Old Library . . . new ideas

Glenwood’s downtown is an award winner!

Last Thursday,  Downtown Colorado Inc. announced that the Downtown Development Authority was one of four winners of “Best Group Effort” Award for Downtown Excellence.  What a wonderful accolade for Leslie Bethel and the DDA and the City of Glenwood!  The energy and momentum for Glenwood, not only downtown, is exciting.  When my family and I went to dinner last Friday at the Glenwood Canyon Brew Pub, the downtown streets were alive with people of all ages enjoying the evening and bringing strength to Glenwood’s economy. 

Problem in Paradise

Old Glenwood Springs Library

Vacant former Glenwood Springs Library Building at 9th and Blake.

However, empty buildings and storefronts in the downtown area present a problem.  They can become unsightly due to lack of maintenance and they present a less than vibrant image.  Glenwood is fortunate to have less empty space than many small towns, but what does exist  still presents a problem.

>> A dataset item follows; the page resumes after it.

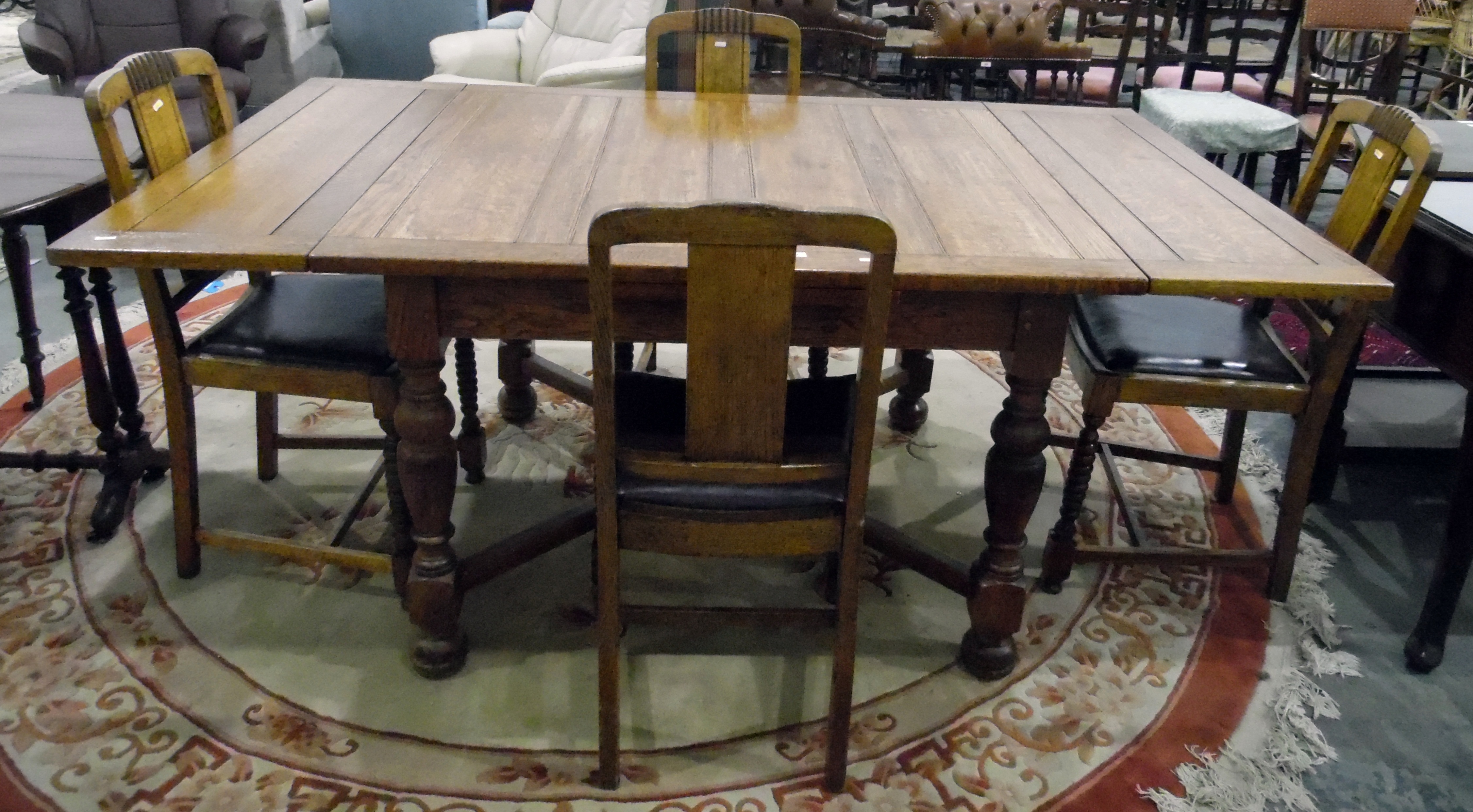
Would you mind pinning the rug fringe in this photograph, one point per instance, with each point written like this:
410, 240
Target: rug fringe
1241, 782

Front entrance to old library building

Last Thursday evening, City Council had the second reading of an ordinance authorizing the sale of the vacant library building at 9th and Blake and referring the question to voters in November.  Although the city has not committed to putting the building up for sale, the discussion continues as to what should be done with this building.  I commend City Council for asking the question, and, according to the Post Independent, many ideas were presented at the June 5 Council meeting including a senior center, a new museum, or a concept similar to Carbondale’s Third Street Center.  Others suggested a joint use by several non-profits for meeting space, office space and programing needs.  Use by the Salvation Army was put forth as well.  The Salvation Army made a second request for use of the building for, as I understand, offices and a distribution center at the July 17 City Council meeting.  

Careful Consideration

Determining the best use for this building or parcel should be done thoughtfully and deliberately.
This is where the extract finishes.